Simply stated, truth should always be the primary concern when delivering corporate messages. In other words, whatever is publicly said or written about a legal or other crisis must be actually and unconditionally true – no matter how much or little the information being communicated. If a company is unsure of the truth, then as a general rule its message should be limited to only what is known
to be true, even to the point of merely acknowledging the situation and how the company is now in the process of determining what happened. Companies should also remember that their primary stakeholders are their own employees, and therefore messages that become public should first be made internally absent highly unusual circumstances. Some of the most difficult situations for a company come when its own employees are surprised through traditional news sources or more current social media about specific issues that management should have initially and directly addressed with them.
All of that being said, a continuing challenge in today’s digital world of instantaneous communications and social media is that people and organizations that have not earned the right to have a dependable voice for stating the truth still raise their voices – sooner rather than later, and usually without sufficient information or thought. And unfortunately, others listen. It has also long been demonstrated that bad news spreads faster than good, and correcting misinformation is so much harder than taking the initiative to first spread accurate information. Recognizing that reality should perhaps be the most important incentive for companies in crisis mode to not only develop strategies for the more traditional outlets of newspapers, television, radio, and external or internal media releases and memoranda, all of which tend to allow more time to think and prepare, but also strategies that anticipate and monitor the onslaught of the Internet and social media. In our digital world of now rather than later, immediacy can and often does replace accuracy, and it can and often does contain messages that were never meant to be spread. So having a strategy that addresses those dynamics through traditional and more modern media avenues should be a primary goal for any company facing legal issues or other crises expected to attract the public’s eye.
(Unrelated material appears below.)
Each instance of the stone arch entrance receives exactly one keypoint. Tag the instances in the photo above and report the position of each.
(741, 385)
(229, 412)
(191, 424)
How has the role of employee communication evolved and impacted corporate clients since you began your legal career?
As previously stated, appropriate employee communication is critical for any company. That has always been the case and its importance really has not changed through the years. What has changed, however, is the more recent attitude by many employees that appropriate communication means complete disclosure, that such communication is now expected, and how the internet and social media have now provided those same employees with an immediate public voice that previously never existed. This has also led to an inverse dynamic of having more information taking less time and effort to disseminate, which places added pressure on companies to do and say the right things in the right way and at the right time, especially regarding their own workforce. All of which may have different definitions than what their employees might expect.
What learnings could you share, in the age of social media, as to winning in the court of public opinion and safeguarding corporate reputation versus winning in the court of law?
Hopefully these concepts are not mutually exclusive – and it’s been my experience that they not only overlap but are almost always connected. Nevertheless, there have certainly been times when what is legal for a company to do is not what is best to do, at least not in the court of public opinion or to help safeguard the company’s reputation. And there have also been times when the reverse is true –
i.e., what is best for a company to do regarding public opinion or its reputation is not the most appropriate course due to particular legal reasons. And frankly, sometimes for other legal reasons those particularized causes cannot and should not be explained in a public forum regardless. All of which is a long way of saying that this determination invariably depends on specific circumstances too numerous to mention. However, if the principles discussed above are followed, especially those regarding truthful messages tempered by what may or may not be appropriate in a given circumstance at a specific point in time, then that’s really the best a company can do. And if that is what occurred, then truly no regrets – no matter what the ultimate outcome.